Smoke concentration in cars can be up to 27 times higher than in a smoker’s home, according to the California EPA.
The chief Republican sponsor of Senate Bill 444, Sen. Brian Boquist of McMinnville, specifically cited “Obamacare” and the expansion of Medicaid to 260,000 more Oregonians as the reason to enact a law curtailing adults from smoking when children are in the car. “If we have to pay the bill, we get to make the rules,” he said.
The vote spilt the Republican caucus, with five Republicans supporting the bill and nine in opposition, along with Democratic Sen. Betsy Johnson of Scappoose who did not return a call seeking comment. A vote in the House could come as early as next week.
Sen. Betsy Close, R-Albany, voted for the bill in the Judiciary Committee, but switched her vote on the Senate floor.
“I think we needed to have this debate. It is something that people are concerned about,” Close told The Lund Report. “I just felt it was over-reach.”
Sen. Rod Monroe, D-Portland, said the debate reminded him of a law he helped pass three decades ago requiring car seats. The same arguments against dictating parenthood were used then. “When the health and welfare of our children is in play, the state has a role,” he said.
The bill has the support of the Oregon State Sheriffs’ Association, but police are not authorized to pull over a car simply when they see an adult smoking and a child in the backseat. The driver must be speeding or committing another traffic offense. Previous bills giving such authority failed in past sessions and even liberal lawmakers expressed concern about racial profiling.
SB 444’s requirements mirror those in California’s law which bans smoking in cars with children. Maine, Arkansas and Louisiana have similar laws.
The chorus of conservative Republicans opposing the bill was led by Sen. Jeff Kruse of Roseburg, who also opposed the bill in the Judiciary Committee after working to get the bill broadened to include all smoking — not just tobacco.
“I’m opposing this. How dare the government tell me what to do in my own car,” said Kruse, a smoker. “For every protection that we put into statute, Oregonians lose a freedom.”
Kruse also discarded Steiner Hayward’s claims calling them “lies, damned lies and statistics,” earning the rebuff of Sen. Diane Rosenbaum, D-Portland:
“The word lies was used in conjunction with the debate on this bill which I think is not an appropriate term to be used in the Senate,” Rosenbaum said. “But it does bring to mind that not so long ago we had a tobacco industry in this country spending lots of money telling people that smoking does not cause cancer and that certainly can be called a lie.”
Sen.
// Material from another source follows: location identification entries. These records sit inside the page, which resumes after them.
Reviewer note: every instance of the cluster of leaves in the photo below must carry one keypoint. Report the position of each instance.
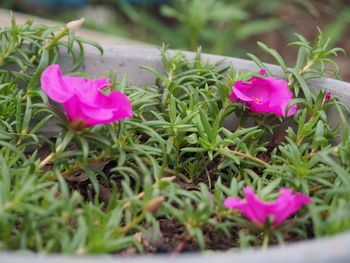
(174, 161)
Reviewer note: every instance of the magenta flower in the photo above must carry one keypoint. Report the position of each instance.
(258, 211)
(83, 99)
(265, 94)
(327, 97)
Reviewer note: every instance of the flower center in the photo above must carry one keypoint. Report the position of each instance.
(256, 99)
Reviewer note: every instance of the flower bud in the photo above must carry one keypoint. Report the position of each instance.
(75, 24)
(78, 125)
(154, 204)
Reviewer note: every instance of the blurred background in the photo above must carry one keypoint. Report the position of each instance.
(225, 27)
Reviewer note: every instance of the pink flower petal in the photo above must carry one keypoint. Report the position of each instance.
(258, 211)
(53, 85)
(264, 95)
(83, 99)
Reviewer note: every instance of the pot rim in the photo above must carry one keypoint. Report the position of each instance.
(334, 248)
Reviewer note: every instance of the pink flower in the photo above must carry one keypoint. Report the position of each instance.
(258, 211)
(265, 94)
(83, 99)
(327, 98)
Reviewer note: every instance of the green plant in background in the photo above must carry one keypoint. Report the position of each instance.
(122, 185)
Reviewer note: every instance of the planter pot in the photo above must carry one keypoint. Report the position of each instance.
(335, 249)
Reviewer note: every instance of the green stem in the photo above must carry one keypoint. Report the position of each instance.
(55, 39)
(125, 229)
(266, 239)
(67, 138)
(248, 156)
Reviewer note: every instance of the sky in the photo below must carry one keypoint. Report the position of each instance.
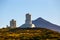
(17, 9)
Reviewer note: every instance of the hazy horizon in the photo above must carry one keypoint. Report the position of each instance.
(17, 9)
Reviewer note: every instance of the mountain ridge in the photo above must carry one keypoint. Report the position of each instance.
(40, 22)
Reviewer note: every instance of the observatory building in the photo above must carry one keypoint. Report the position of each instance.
(28, 22)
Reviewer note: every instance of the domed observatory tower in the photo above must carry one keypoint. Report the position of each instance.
(28, 22)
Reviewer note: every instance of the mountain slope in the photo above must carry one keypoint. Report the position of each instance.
(40, 22)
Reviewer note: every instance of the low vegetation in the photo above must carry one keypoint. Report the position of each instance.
(28, 34)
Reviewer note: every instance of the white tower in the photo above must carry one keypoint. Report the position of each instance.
(28, 19)
(12, 23)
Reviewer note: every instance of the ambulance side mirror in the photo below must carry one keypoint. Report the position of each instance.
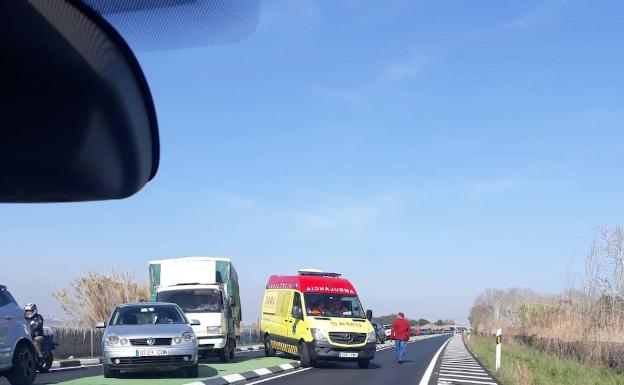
(296, 312)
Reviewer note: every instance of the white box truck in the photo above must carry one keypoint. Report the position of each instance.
(206, 288)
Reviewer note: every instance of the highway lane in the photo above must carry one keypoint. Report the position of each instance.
(60, 375)
(383, 369)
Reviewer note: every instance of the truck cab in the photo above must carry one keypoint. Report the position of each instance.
(198, 287)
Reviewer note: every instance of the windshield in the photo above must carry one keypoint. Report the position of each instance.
(194, 301)
(331, 305)
(146, 315)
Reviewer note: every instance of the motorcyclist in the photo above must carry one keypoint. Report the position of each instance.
(35, 320)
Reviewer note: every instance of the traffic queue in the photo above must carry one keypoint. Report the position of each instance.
(195, 311)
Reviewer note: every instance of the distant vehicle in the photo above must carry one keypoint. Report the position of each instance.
(206, 288)
(149, 335)
(317, 316)
(18, 358)
(380, 331)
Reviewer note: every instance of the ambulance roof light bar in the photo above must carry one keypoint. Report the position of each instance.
(317, 272)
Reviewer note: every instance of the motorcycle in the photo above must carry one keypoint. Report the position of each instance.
(44, 361)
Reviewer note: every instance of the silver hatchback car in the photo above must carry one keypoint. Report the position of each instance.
(148, 336)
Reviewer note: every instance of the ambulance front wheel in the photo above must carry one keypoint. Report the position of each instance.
(304, 355)
(268, 349)
(363, 364)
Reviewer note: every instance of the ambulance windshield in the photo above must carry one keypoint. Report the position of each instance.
(333, 305)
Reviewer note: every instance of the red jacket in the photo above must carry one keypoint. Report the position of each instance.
(400, 329)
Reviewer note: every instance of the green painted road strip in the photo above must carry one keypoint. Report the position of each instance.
(206, 371)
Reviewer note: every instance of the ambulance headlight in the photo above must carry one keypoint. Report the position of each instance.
(318, 334)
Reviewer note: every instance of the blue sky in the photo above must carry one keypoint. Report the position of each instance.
(427, 150)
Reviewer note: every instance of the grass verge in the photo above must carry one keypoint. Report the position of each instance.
(523, 365)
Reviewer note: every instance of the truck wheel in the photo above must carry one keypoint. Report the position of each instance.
(45, 363)
(232, 349)
(24, 369)
(110, 373)
(192, 371)
(268, 349)
(224, 355)
(304, 355)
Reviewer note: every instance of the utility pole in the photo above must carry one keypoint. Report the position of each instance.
(498, 348)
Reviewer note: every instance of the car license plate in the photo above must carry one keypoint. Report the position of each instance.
(152, 352)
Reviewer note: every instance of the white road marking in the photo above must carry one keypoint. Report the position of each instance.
(469, 381)
(262, 371)
(233, 377)
(279, 375)
(463, 372)
(465, 376)
(427, 375)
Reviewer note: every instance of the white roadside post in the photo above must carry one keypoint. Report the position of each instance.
(498, 348)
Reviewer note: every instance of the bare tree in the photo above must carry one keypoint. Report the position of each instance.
(92, 297)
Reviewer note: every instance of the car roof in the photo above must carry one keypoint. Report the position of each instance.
(146, 304)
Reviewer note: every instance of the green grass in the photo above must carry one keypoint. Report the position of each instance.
(207, 370)
(523, 365)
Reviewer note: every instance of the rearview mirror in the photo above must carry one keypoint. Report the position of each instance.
(77, 120)
(296, 312)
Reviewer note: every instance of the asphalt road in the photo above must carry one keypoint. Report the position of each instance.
(57, 376)
(383, 369)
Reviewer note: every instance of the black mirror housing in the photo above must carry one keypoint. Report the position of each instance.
(77, 120)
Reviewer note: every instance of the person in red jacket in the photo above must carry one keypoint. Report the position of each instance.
(400, 334)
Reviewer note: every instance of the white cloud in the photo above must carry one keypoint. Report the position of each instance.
(543, 12)
(346, 214)
(386, 76)
(294, 16)
(238, 202)
(484, 187)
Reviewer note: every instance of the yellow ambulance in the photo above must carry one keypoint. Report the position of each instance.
(317, 316)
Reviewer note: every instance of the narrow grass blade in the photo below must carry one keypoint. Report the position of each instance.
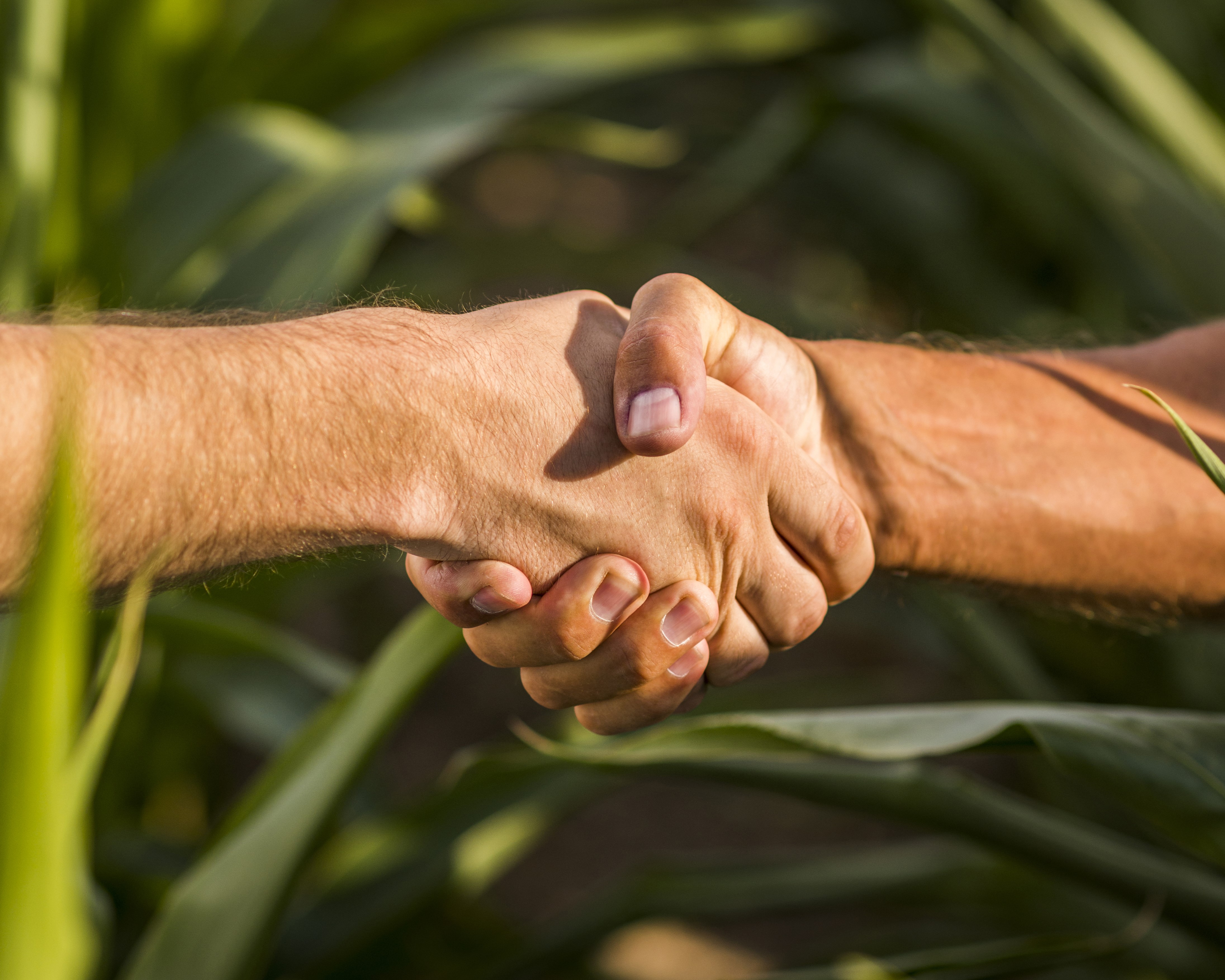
(44, 930)
(1147, 86)
(114, 681)
(216, 922)
(31, 135)
(1210, 462)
Bruce Starr, R-Hillsboro, asked where the government’s intervention stopped when it comes to parenting, mentioning that lawmakers might start telling parents not to take their children to fast food outlets such as McDonalds.
“We have already mandated that all passengers be restrained in vehicles. Children must be in the backseat where the smoke pools,” Steiner Hayward said. “There is a safe level of fast food. There is no safe level of secondhand smoke.”
While some Republicans objected to the idea of an encroaching “nanny state” where the government dictates personal responsibility, a surprise yes vote came from conservative Sen. Fred Girod, R-Mollala, who had opposed the ban on smoking in workplaces such as bars and restaurants.